Walter Sittler (Schauspieler und Produzent): Ich hatte viele Schulwege, weil ich acht verschiedene Schulen besucht habe. Ich war zu Fuß, mit dem Bus oder der Bahn und mit dem Fahrrad zur Schule unterwegs … die letzten Jahre war es nicht mehr so wahnsinnig interessant, denn da war ich in Internaten - also da ging man von einem Stockwerk zum anderen.

domradio.de: In Ihrem Film wird zum Beispiel Vincent aus Österreich porträtiert. Er lebt auf einer einsamen Berghütte und hat keinen so bequemen Schulweg…

Klausmann: Der Vincent fährt eine der gefährlichsten Abfahrten in Österreich, vom Feuerkogel auf Skiern herunter. Und dann kommt eine 50-Grad-Buckelpiste, unglaublich, ich könnte da nie herunterfahren. Der erste Teil der Piste ist noch präpariert und hat einen Skilift. Und nach der Buckelpiste schlängelt sich ein schmaler Pfad durch den Wald, rechts geht’s steil herunter, links geht’s steil hoch und da preschen er und sein Vater herunter, weil der Vater sieht, wo Lawinengefahr ist. Ganz besonders gefährlich ist der Nebel. Einmal haben die beiden bei dichtem Nebel fast nicht mehr herausgefunden. Also, der Vincent macht einiges mit.

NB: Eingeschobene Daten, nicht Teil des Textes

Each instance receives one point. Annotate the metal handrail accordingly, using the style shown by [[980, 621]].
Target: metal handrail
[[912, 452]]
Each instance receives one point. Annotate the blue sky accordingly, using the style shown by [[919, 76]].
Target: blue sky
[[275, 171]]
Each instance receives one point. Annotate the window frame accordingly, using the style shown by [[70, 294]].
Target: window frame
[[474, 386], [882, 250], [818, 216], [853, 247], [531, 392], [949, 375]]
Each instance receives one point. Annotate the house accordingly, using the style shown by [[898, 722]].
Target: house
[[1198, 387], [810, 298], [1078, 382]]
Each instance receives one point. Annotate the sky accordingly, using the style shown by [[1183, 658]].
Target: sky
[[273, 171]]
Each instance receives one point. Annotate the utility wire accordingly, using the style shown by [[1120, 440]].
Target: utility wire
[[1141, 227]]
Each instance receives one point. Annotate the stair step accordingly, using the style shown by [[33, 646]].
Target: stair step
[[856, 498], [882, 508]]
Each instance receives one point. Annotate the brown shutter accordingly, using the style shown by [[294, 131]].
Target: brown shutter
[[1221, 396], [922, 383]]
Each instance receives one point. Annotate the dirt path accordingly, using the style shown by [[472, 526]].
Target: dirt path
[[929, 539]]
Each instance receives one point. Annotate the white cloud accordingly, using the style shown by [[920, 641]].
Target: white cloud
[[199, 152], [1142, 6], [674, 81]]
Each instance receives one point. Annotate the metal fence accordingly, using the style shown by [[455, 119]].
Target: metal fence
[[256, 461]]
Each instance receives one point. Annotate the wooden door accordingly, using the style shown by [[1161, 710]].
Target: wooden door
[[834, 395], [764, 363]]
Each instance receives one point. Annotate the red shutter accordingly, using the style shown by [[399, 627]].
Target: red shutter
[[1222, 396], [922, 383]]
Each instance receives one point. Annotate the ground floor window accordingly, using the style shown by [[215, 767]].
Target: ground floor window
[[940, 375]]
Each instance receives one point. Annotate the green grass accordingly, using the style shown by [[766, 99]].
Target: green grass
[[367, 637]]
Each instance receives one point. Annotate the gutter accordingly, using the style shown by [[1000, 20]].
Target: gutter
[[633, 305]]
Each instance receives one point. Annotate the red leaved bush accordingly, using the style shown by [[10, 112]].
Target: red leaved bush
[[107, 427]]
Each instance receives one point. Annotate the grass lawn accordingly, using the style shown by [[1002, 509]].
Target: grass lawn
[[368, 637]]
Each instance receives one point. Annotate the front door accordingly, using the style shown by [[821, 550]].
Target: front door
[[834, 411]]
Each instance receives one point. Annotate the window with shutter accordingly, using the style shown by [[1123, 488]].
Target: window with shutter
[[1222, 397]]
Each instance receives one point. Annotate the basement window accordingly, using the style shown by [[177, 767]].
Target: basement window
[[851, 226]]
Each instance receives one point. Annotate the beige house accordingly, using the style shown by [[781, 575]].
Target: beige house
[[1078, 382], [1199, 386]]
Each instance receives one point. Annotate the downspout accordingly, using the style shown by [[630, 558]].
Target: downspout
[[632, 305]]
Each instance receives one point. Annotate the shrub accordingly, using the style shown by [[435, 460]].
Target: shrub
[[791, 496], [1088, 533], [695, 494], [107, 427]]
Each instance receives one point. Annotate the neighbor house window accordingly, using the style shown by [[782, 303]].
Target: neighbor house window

domradio.de: Finya aus Deutschland fährt ganz entspannt mit dem Skateboard in die Schule. Davon können Kinder auch außerhalb von Europa nur träumen…

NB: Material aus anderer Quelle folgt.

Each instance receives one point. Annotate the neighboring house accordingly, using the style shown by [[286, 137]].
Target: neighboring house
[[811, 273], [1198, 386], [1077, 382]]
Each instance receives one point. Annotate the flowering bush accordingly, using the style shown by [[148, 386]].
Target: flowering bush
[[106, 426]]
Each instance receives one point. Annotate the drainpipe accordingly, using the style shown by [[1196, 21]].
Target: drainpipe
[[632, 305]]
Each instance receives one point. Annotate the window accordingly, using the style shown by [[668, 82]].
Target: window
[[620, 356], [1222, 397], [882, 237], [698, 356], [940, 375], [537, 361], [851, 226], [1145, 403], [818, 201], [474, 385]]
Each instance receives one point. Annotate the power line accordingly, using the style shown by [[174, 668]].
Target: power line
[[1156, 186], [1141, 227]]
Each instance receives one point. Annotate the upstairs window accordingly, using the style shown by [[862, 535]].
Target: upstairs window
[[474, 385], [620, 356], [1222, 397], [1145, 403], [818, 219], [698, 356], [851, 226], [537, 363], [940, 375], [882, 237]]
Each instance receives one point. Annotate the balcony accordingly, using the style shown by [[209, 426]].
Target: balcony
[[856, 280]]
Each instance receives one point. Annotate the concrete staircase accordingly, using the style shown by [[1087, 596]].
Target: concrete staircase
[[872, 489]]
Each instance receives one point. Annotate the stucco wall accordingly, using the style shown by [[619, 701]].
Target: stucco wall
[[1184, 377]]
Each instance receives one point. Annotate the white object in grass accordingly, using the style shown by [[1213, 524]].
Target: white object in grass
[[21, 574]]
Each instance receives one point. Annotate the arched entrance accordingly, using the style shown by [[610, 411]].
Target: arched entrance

Klausmann: In Jordanien habe ich mit drei Beduinenkinder gedreht, die mit ihrem Esel quer über die Berge reiten. Sie gehen eigentlich immer zur Schule, aber nicht im Winter oder wenn es regnet. Da geht es so steil die Berge herunter und die Pfade sind zum Teil sehr schmal. Und natürlich ist es ihnen schon passiert, dass der Esel ausgerutscht und gestürzt ist oder dass sie selber ausgerutscht sind. Es gibt auch Schlangen auf dem Weg in die Schule. Diese Kinder wissen nie, ob sie heil in der Schule ankommen. Oder auch der Weg durch das südafrikanische Township. Der ist vielleicht der gefährlichste Schulweg von allen Porträts überhaupt, denn dort gibt es viel Kriminalität, auch gegen Kinder. Da gibt es Jugendbanden, die machen vor niemanden Halt. Loniko stand kurz vor unseren Dreharbeiten offenbar morgens vor seinem Schulleiter und hat eine Stunde lang so furchtbar geweint, weil er ganz offensichtlich etwas sehr Bedrohliches erlebt hat. Aber er wollte gar nicht darüber sprechen. Seine Mutter hat nicht das Geld, um das so genannte Schultaxi zu bezahlen, das die Kinder von Tür zu Tür bringt.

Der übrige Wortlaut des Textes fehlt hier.